A Level 2 home charger turns overnight parking into a full battery — but it needs a dedicated 240V circuit, correctly sized wire, the right GFCI protection, and in most Triad jurisdictions, a permit and inspection. That’s exactly the work we do every week across Winston-Salem, Clemmons, Kernersville, and Advance.

Tesla Wall Connector EV charger installed in a Winston-Salem garage by Amped Up Electrical Solutions
Tesla Wall Connector install — dedicated circuit in armored cable, mounted and commissioned.

What a Professional EV Charger Install Includes

Every install starts with a load calculation on your panel: we confirm your service can carry the new circuit, or tell you honestly if a panel upgrade should come first. From there we run a dedicated 240V circuit sized to your charger — commonly a 50A or 60A breaker feeding a 40A or 48A charger, because the National Electrical Code requires EV charging equipment to be treated as a continuous load at 80% of the circuit rating. We install hardwired or plug-in per the manufacturer’s listing, apply the GFCI protection NEC 210.8(F) requires for outdoor and garage receptacle installs, use weatherproof fittings for exterior mounts, and pull the electrical trade permit so the job is inspected and on record.

Duke Energy Customers: Up to $1,133 Back

Duke Energy Carolinas and Duke Energy Progress offer a Charger Prep Credit that reimburses up to $1,133 of the make-ready electrical work for a Level 2 home charger — the wiring, 240V outlet or hardwire circuit, breaker, and panel work. For many homeowners that covers most of the installation cost. The credit does not cover the charger unit itself or permit fees, your EV must be registered at your Duke service address, and you apply within 120 days of installation with your itemized invoice and approved permit. We structure our invoice and permit paperwork so your application is ready to submit the day the inspection passes.

Hardwired or Plug-In?

Plug-in chargers on a NEMA 14-50 receptacle are flexible and easy to replace, but the receptacle must be GFCI-protected and industrial-grade receptacles are strongly recommended for the sustained load. Hardwired installs eliminate the receptacle as a failure point, allow higher charging rates (48A and up), and are required for many chargers above 40A. We’ll recommend the right approach for your charger, your panel, and your garage layout — and explain the tradeoff before you decide.

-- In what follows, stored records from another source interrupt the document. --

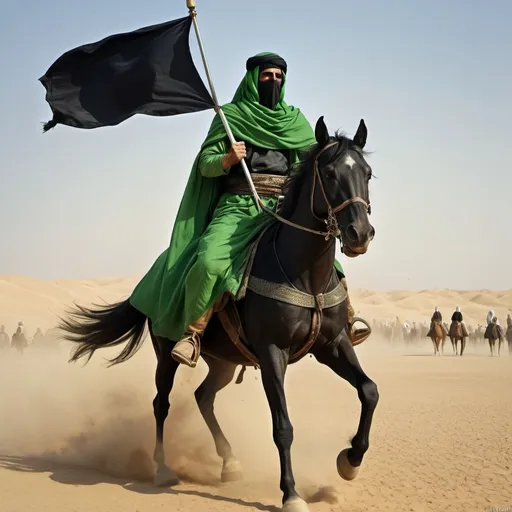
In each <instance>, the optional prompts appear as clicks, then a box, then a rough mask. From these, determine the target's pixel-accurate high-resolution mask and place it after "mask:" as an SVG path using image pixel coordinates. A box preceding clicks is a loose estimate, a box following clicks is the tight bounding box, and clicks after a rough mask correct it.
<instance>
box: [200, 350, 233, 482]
mask: <svg viewBox="0 0 512 512" xmlns="http://www.w3.org/2000/svg"><path fill="white" fill-rule="evenodd" d="M203 359H204V360H205V361H206V364H207V365H208V367H209V369H210V371H209V372H208V375H207V376H206V378H205V379H204V381H203V382H202V384H201V385H200V386H199V387H198V388H197V390H196V392H195V397H196V401H197V405H198V406H199V410H200V411H201V414H202V415H203V418H204V421H205V422H206V424H207V425H208V428H209V429H210V432H211V433H212V436H213V440H214V441H215V448H216V450H217V455H218V456H219V457H221V458H222V460H223V465H222V473H221V480H222V481H223V482H235V481H237V480H241V479H242V467H241V465H240V462H238V460H237V459H236V457H235V456H234V455H233V451H232V450H231V446H230V444H229V442H228V440H227V439H226V437H225V436H224V433H223V432H222V429H221V428H220V425H219V422H218V421H217V418H216V417H215V412H214V402H215V396H216V395H217V393H218V392H219V391H220V390H221V389H223V388H225V387H226V386H227V385H228V384H229V383H230V382H231V381H232V380H233V375H234V374H235V369H236V365H234V364H232V363H229V362H226V361H220V360H218V359H213V358H210V357H207V356H203Z"/></svg>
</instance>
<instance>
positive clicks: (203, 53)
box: [187, 0, 266, 211]
mask: <svg viewBox="0 0 512 512" xmlns="http://www.w3.org/2000/svg"><path fill="white" fill-rule="evenodd" d="M187 7H188V10H189V12H190V16H191V17H192V22H193V23H194V30H195V32H196V36H197V42H198V44H199V50H200V52H201V57H202V59H203V64H204V70H205V72H206V78H207V79H208V84H209V85H210V91H211V94H212V98H213V102H214V103H215V112H217V114H219V117H220V120H221V122H222V124H223V126H224V129H225V130H226V134H227V136H228V139H229V141H230V142H231V144H234V143H235V142H236V140H235V137H234V135H233V132H232V131H231V128H230V127H229V124H228V120H227V119H226V115H225V114H224V112H223V111H222V109H221V107H220V105H219V100H218V99H217V93H216V92H215V87H214V86H213V81H212V77H211V74H210V70H209V68H208V61H207V60H206V55H205V53H204V47H203V42H202V40H201V34H200V33H199V26H198V24H197V11H196V2H195V0H187ZM240 163H241V165H242V169H243V171H244V174H245V178H246V180H247V183H248V184H249V187H250V189H251V192H252V195H253V197H254V200H255V201H256V207H257V208H258V211H259V209H260V207H261V208H263V209H264V210H266V208H265V206H264V204H263V202H262V201H261V199H260V196H259V195H258V192H257V191H256V188H255V186H254V183H253V181H252V178H251V173H250V172H249V168H248V167H247V163H246V161H245V159H242V160H241V161H240Z"/></svg>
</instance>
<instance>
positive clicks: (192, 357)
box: [171, 308, 214, 368]
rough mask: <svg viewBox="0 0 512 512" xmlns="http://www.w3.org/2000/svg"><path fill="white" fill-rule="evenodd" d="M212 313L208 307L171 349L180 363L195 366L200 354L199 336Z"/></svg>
mask: <svg viewBox="0 0 512 512" xmlns="http://www.w3.org/2000/svg"><path fill="white" fill-rule="evenodd" d="M213 313H214V308H210V309H209V310H208V311H206V313H204V314H203V315H202V316H201V317H200V318H199V319H197V320H196V321H195V322H192V323H191V324H190V325H189V326H188V329H187V330H186V331H185V334H184V336H183V338H182V339H181V340H180V341H178V343H176V345H175V346H174V348H173V349H172V352H171V356H172V357H173V359H175V360H176V361H178V362H179V363H181V364H185V365H187V366H190V367H191V368H195V367H196V365H197V361H198V360H199V356H200V355H201V336H202V335H203V333H204V331H205V330H206V326H207V325H208V322H209V321H210V319H211V317H212V315H213Z"/></svg>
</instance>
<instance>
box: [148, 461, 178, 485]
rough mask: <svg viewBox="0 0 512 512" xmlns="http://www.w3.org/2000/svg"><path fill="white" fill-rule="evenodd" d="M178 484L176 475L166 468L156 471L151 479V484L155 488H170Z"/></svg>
mask: <svg viewBox="0 0 512 512" xmlns="http://www.w3.org/2000/svg"><path fill="white" fill-rule="evenodd" d="M179 483H180V479H179V478H178V475H177V474H176V473H175V472H174V471H173V470H172V469H171V468H169V467H168V466H163V467H160V468H159V469H157V470H156V473H155V478H154V479H153V484H154V485H155V486H156V487H172V486H173V485H178V484H179Z"/></svg>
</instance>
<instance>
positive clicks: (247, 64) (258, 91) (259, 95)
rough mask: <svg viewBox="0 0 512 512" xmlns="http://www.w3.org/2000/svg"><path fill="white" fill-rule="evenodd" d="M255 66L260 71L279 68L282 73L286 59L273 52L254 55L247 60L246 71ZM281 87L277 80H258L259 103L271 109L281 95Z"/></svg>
mask: <svg viewBox="0 0 512 512" xmlns="http://www.w3.org/2000/svg"><path fill="white" fill-rule="evenodd" d="M256 66H259V68H260V73H261V72H262V71H264V70H265V69H269V68H279V69H280V70H281V71H282V72H283V73H286V71H287V70H288V65H287V64H286V61H285V60H284V59H283V58H281V57H280V56H279V55H277V54H275V53H270V54H267V55H256V56H255V57H251V58H250V59H248V60H247V64H246V69H247V71H252V70H253V69H254V68H256ZM281 88H282V82H278V81H277V80H265V81H258V95H259V98H260V104H261V105H263V106H264V107H267V108H269V109H271V110H273V109H274V108H275V107H276V105H277V103H278V101H279V98H280V97H281Z"/></svg>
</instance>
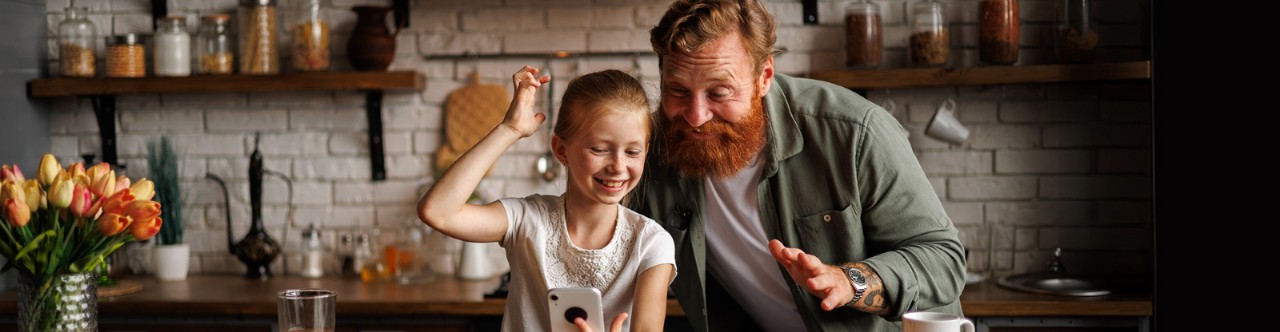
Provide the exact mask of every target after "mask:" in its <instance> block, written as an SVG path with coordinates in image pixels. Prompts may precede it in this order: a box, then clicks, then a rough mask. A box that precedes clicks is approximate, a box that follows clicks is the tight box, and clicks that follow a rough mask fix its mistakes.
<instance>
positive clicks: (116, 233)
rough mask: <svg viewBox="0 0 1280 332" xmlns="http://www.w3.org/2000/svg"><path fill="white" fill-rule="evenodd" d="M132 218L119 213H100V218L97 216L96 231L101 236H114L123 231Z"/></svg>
mask: <svg viewBox="0 0 1280 332" xmlns="http://www.w3.org/2000/svg"><path fill="white" fill-rule="evenodd" d="M132 223H133V220H132V219H129V217H128V215H120V214H114V213H108V214H102V218H97V232H99V233H101V235H102V236H115V235H118V233H120V232H124V228H128V227H129V224H132Z"/></svg>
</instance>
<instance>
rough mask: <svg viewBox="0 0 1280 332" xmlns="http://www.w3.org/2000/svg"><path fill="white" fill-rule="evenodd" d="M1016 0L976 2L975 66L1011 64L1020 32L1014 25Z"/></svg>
mask: <svg viewBox="0 0 1280 332" xmlns="http://www.w3.org/2000/svg"><path fill="white" fill-rule="evenodd" d="M1018 14H1019V12H1018V0H980V1H978V15H979V17H978V62H982V63H984V64H1014V63H1016V62H1018V50H1019V46H1018V42H1019V41H1020V38H1021V28H1020V26H1019V23H1018Z"/></svg>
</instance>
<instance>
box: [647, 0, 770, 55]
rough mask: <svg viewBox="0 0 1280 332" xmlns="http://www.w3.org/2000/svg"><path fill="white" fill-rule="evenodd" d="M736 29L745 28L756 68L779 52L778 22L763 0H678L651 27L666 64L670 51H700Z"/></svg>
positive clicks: (655, 51) (654, 42)
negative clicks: (661, 18)
mask: <svg viewBox="0 0 1280 332" xmlns="http://www.w3.org/2000/svg"><path fill="white" fill-rule="evenodd" d="M735 31H736V32H741V36H742V45H744V46H745V47H746V51H748V53H749V55H750V56H751V59H753V60H754V62H755V63H753V67H754V68H756V71H759V68H760V65H763V64H764V62H767V60H768V59H769V56H772V55H773V54H777V53H778V50H777V49H774V46H773V45H774V44H776V42H777V40H778V29H777V26H776V24H774V22H773V15H772V14H769V10H768V9H765V8H764V5H763V4H760V1H759V0H676V1H675V3H672V4H671V6H669V8H667V14H664V15H662V21H659V22H658V26H655V27H653V29H649V42H650V44H653V50H654V51H655V53H658V64H659V65H662V60H663V58H664V56H666V55H669V54H676V53H691V51H696V50H698V49H700V47H703V46H704V45H707V42H709V41H712V40H716V38H717V37H721V36H726V35H730V33H732V32H735Z"/></svg>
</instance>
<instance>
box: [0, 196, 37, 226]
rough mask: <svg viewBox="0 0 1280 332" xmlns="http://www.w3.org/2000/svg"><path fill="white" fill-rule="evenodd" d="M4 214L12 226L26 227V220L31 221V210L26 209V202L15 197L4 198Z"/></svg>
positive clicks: (26, 206) (27, 220) (5, 217)
mask: <svg viewBox="0 0 1280 332" xmlns="http://www.w3.org/2000/svg"><path fill="white" fill-rule="evenodd" d="M4 215H5V219H8V220H9V224H12V226H13V227H26V226H27V222H31V210H29V209H27V204H24V203H19V201H18V200H15V199H6V200H4Z"/></svg>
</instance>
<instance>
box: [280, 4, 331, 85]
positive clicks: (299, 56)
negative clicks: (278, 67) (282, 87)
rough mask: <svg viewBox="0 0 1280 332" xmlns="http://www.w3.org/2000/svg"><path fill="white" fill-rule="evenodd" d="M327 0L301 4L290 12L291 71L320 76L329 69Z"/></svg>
mask: <svg viewBox="0 0 1280 332" xmlns="http://www.w3.org/2000/svg"><path fill="white" fill-rule="evenodd" d="M328 9H329V1H328V0H302V1H298V6H297V8H294V9H293V19H291V26H289V33H291V36H292V37H293V47H292V50H291V54H289V63H291V64H292V65H291V67H292V69H293V71H298V72H320V71H328V69H329V18H328V15H326V14H325V12H328Z"/></svg>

Why Hire an Electrical Contractor — Not a Multi-Trade Company

Most companies advertising EV charger installation in Winston-Salem are HVAC and plumbing firms that added “electrical” to the truck. An EV charging circuit is licensed electrical work: load calculations, conductor sizing, GFCI requirements, and an electrical inspection. When you hire Amped Up, the person quoting your job, pulling your permit, and landing the circuit is the licensed electrical contractor — not whichever technician was free that morning. Our license number is in the footer of every page on this site, because we want you to look it up.

Serving EV Owners Across the Triad

We install chargers for Tesla, Ford, Hyundai, Kia, Rivian, and every other EV brand in Winston-Salem, Clemmons, Lewisville, Kernersville, Advance, and High Point. Most installs are completed in a single visit once the permit is in hand.

Frequently Asked Questions

How much does EV charger installation cost in Winston-Salem?

Most Level 2 installations fall between $600 and $1,800 depending on the distance from your panel, whether the circuit is hardwired or plug-in, and whether your panel needs work. You get a written, itemized quote before we start — and Duke Energy customers may get up to $1,133 of it back.

Do I need a permit to install an EV charger in North Carolina?

Yes. A new 240V EV charging circuit requires an electrical trade permit and inspection in Forsyth and Davie County jurisdictions. We pull the permit and schedule the inspection as part of the job — and you need that approved permit to claim the Duke Energy credit.

Can my electrical panel handle an EV charger?

We run a load calculation before quoting. Many homes can take a 40–50A charging circuit as-is; some older or fully loaded panels need a panel upgrade or a load-management device first. We tell you which before any money changes hands.

How fast will a Level 2 charger charge my EV?

A 48A Level 2 charger adds roughly 30–40 miles of range per hour for most EVs — a full overnight charge for nearly any vehicle, compared to 3–5 miles per hour on a standard 120V outlet.